Gerechtes 2:2 beim SV Straelen

Beyhan Ametov und Semir Saric treffen für den WSV in der 1. Halbzeit

Zur Partie nahe der niederländischen Grenze nahm Trainer Björn Mehnert mehrere Änderungen vor. Daniel Nesseler, Beyhan Ametov, Joelle Tomczak, Furkan Tasdemir und Kevin Hagemann kamen für Kevin Pytlik (gesperrt), Christopher Schorch (verletzt), Moritz Römling, Jonas Erwig-Drüppel und Marco Königs (alle Ersatzbank) in die Startelf. Der SV Straelen hat in den letzten vier ungeschlagenen Spielen acht Punkte geholt und steht auf einem für ihn beruhigenden zehnten Tabellenplatz. In besonders schlechter Erinnerung ist uns das Hinspiel geblieben, als der SVS am 2. Dezember des letzten Jahres beim 3:0 alle drei Zähler aus dem Stadion am Zoo entführte.

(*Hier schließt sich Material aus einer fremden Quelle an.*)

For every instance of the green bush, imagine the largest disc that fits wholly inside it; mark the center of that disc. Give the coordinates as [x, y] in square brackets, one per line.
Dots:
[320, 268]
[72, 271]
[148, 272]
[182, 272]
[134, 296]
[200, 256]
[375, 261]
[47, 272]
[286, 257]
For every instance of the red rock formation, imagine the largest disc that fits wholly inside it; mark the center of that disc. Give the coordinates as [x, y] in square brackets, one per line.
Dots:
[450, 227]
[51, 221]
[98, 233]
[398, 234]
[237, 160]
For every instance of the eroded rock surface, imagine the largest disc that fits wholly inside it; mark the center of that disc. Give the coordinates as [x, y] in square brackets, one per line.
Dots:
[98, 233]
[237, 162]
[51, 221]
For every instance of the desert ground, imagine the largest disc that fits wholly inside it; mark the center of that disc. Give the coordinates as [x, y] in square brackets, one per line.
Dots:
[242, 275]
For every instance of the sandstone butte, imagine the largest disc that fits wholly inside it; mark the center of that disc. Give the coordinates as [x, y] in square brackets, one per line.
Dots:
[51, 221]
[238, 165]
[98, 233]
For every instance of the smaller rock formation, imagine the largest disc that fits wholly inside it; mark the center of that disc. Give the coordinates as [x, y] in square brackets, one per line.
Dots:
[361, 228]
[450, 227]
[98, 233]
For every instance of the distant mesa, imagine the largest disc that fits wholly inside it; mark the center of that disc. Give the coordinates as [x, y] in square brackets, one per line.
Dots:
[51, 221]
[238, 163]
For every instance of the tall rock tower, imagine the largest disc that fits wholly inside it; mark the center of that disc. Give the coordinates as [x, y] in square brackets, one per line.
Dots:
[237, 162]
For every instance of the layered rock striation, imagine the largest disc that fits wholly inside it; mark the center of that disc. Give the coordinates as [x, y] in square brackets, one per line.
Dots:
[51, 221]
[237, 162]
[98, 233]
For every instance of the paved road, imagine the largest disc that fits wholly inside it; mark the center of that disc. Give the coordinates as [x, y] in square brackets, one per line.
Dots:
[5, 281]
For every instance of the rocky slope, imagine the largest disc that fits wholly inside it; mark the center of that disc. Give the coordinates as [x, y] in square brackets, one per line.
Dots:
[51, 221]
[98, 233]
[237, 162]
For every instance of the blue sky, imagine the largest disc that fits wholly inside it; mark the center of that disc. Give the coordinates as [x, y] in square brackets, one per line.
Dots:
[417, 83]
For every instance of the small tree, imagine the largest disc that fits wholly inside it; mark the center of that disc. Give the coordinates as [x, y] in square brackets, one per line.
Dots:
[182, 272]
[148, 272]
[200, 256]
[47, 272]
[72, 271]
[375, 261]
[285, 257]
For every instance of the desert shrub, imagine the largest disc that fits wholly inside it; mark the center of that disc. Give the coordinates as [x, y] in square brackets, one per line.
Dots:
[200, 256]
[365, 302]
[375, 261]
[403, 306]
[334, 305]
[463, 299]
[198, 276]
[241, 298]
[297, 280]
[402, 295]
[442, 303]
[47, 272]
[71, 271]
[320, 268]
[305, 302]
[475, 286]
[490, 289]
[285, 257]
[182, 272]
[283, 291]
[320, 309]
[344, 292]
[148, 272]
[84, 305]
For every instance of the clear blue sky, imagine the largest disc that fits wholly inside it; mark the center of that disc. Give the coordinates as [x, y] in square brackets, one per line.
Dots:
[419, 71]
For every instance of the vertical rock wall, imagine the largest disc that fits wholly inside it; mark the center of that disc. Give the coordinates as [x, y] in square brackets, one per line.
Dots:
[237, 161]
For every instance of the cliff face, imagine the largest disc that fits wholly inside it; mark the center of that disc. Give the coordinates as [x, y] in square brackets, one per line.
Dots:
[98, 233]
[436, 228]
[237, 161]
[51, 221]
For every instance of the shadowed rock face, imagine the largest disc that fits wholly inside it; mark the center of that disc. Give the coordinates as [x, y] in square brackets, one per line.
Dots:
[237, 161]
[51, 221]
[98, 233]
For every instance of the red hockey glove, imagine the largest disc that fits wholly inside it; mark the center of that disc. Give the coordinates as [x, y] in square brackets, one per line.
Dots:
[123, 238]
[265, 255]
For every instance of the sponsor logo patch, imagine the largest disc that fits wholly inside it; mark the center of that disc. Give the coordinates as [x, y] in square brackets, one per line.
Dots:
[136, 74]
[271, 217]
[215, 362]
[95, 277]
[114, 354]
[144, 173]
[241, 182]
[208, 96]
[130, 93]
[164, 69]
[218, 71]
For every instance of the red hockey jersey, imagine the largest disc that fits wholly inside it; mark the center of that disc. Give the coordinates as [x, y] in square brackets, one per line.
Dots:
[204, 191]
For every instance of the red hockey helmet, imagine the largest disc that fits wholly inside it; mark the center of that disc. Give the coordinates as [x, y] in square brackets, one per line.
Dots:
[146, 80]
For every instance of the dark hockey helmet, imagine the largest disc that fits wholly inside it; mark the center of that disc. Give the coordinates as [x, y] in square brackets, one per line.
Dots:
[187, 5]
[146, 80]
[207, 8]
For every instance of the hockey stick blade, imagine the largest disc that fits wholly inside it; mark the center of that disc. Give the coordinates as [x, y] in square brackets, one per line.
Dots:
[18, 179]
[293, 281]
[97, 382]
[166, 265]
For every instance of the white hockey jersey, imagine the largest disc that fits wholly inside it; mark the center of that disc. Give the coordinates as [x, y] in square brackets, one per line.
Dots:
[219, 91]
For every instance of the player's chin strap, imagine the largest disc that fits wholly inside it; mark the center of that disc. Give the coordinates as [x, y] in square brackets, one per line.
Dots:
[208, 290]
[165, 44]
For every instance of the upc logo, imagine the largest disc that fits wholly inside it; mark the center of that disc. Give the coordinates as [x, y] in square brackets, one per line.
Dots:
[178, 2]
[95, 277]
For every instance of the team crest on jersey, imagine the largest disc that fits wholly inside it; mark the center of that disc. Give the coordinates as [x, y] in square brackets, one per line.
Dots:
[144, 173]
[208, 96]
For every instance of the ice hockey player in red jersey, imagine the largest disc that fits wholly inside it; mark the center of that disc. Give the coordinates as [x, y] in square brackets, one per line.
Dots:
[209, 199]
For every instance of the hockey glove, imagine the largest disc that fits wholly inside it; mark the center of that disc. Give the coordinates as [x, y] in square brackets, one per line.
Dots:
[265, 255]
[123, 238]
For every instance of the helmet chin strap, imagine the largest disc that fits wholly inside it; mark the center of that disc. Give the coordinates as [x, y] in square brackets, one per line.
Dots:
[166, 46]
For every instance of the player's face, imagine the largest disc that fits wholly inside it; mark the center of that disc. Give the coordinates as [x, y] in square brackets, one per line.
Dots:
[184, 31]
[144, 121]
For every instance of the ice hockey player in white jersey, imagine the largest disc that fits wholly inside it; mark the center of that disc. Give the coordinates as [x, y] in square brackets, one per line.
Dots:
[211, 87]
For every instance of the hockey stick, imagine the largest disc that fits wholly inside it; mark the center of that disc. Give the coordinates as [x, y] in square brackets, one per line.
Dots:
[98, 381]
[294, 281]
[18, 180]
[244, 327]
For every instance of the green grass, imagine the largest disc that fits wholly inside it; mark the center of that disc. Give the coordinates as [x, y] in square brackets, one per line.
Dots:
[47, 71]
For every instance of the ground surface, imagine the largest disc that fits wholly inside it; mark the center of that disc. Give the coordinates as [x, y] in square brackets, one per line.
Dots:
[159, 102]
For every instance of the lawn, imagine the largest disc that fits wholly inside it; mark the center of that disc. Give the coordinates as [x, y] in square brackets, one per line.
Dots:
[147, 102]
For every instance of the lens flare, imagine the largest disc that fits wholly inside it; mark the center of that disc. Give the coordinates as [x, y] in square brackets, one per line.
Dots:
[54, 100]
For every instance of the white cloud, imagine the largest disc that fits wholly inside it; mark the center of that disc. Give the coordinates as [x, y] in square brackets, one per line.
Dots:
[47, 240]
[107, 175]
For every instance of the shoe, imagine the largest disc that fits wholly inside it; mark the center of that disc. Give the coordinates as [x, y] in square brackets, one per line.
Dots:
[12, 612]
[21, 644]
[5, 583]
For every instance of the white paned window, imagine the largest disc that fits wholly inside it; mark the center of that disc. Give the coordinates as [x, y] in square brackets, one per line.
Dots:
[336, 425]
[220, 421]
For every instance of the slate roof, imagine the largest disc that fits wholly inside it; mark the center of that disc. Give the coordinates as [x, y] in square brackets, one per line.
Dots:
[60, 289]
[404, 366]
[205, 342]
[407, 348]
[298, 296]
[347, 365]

Nach ereignislosen ersten Anfangsminuten feuerte Semir Saric nach dem ersten Eckball das erste Mal die Kugel in Richtung des Tores der Gastgeber - der Versuch verfehlte sein Ziel jedoch klar (12.). Die neu formierte WSV-Mannschaft hatte zu Beginn der Begegnung mehr Ballbesitz und gute Ansätze im Spiel nach vorne. Mateo Aramburu setzte nach 14 Zeigerumdrehungen einen Kopfball auf das Tornetz. Den nächsten Abschluss hatte Furkan Tasdemir in der 22. Minute, doch auch in dieser Szene verfehlte der Ball sein Ziel klar. Wenige Sekunden später war Straelens Keeper Robin Udegbe vor Semir Saric am Ball und klärte zur Ecke. Doch nach etwas mehr als einer halben Stunde Spielzeit war es dann soweit: Kevin Hagemann setzte sich sehr gut auf der linken Seite durch und bediente Beyhan Ametov, der den Ball zur hochverdienten 1:0-Führung der Rot-Blauen in die lange Ecke platzierte. In der 34. Minute kam der SVS zu seinem ersten Torschuss des Spiels. Der frühere Wuppertaler Kevin Weggen setzte einen Freistoß aus gut 22 Metern knapp neben den rechten Torpfosten. Genauer zielte der WSV auf der Gegenseite: In der 45. Minute hatte Joelle Tomczak auf der linken Seite viel Platz, spielte noch einen Gegner aus und passte dann auf Semir Saric, der aus gut 20 Metern den Ball in den rechten Torwinkel setzte - so ging es mit einer 2:0-Führung in die Halbzeitpause.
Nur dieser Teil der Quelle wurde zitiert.